詳細は、Starting and Terminating Tasks During Development | Apple Developer Documentationにて。
バックグラウンド更新の設定状況の検出 #
iOSでは、「設定」アプリで、アプリのバックグラウンド更新を制御することができます。 このBackground Taskは、バックグラウンド更新が有効化されていないと実行されません。 これの検出には、以下の実装を使用します。
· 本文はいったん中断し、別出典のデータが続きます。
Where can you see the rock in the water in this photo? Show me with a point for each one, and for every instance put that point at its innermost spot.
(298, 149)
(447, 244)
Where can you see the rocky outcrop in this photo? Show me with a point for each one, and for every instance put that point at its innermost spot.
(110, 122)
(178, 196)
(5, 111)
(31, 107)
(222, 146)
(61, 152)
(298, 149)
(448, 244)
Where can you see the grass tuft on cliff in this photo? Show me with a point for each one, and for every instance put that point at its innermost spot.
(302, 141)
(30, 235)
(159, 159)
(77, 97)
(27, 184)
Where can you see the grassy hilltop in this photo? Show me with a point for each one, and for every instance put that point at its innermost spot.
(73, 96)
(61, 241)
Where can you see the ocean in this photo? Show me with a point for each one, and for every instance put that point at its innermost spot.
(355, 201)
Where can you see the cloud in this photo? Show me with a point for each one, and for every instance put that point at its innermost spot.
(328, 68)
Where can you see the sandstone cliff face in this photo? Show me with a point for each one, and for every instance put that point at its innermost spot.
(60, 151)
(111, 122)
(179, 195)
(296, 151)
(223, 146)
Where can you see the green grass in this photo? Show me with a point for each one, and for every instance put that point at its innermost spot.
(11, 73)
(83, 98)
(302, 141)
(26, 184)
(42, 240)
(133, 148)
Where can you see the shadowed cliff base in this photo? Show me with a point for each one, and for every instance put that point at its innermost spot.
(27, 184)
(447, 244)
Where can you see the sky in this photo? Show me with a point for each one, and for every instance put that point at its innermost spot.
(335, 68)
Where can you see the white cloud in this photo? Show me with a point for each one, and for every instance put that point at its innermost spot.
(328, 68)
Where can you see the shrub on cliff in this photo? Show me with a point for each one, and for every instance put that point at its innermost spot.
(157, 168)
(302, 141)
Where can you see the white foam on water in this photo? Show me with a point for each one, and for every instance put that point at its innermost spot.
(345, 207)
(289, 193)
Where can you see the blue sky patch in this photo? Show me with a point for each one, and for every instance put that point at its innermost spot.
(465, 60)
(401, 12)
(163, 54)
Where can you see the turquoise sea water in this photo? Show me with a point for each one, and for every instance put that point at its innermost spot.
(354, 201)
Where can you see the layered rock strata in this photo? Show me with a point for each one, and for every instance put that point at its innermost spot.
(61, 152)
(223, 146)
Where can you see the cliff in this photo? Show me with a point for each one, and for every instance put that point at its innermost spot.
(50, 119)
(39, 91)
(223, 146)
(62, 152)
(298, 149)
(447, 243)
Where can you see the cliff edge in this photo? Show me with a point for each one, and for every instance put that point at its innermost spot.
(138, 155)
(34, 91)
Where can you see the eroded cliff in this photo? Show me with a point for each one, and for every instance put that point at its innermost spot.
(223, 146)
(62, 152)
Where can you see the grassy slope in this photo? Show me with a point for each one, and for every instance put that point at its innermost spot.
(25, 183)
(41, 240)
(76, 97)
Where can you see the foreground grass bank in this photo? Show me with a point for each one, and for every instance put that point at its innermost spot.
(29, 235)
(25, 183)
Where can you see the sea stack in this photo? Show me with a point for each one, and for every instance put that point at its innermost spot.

UIApplication.backgroundRefreshStatusDidChangeNotification
リアルタイムに検出したい場合は、
@Published private(set)
var backgroundRefreshStatus: UIBackgroundRefreshStatus =
UIApplication.shared.backgroundRefreshStatus
// Combineの場合
NotificationCenter.default.publisher(
for: UIApplication.backgroundRefreshStatusDidChangeNotification
)
.receive(on: DispatchQueue.main)
.map { ($0.object as! UIApplication).backgroundRefreshStatus }
.assign(to: &$backgroundRefreshStatus)
こんな感じで実装をしてあげれば、最新の設定状況を取得することができます。
おわりに #
今回は、iOSアプリのBackground Taskをまとめました。 実現するために準備することはいくつかありますが、比較的少ないステップで実現することができます。ユーザーがアプリを使用していない間に、データの処理や整理をすることは、ユーザーの体験を向上することにもつながります。バックグラウンドでサーバから最新のデータをフェッチしておいたり、たくさんの写真を整理しておいたり、アイデア次第ではスマホの体験や生活をより快適にするアプリを作ることができそうです。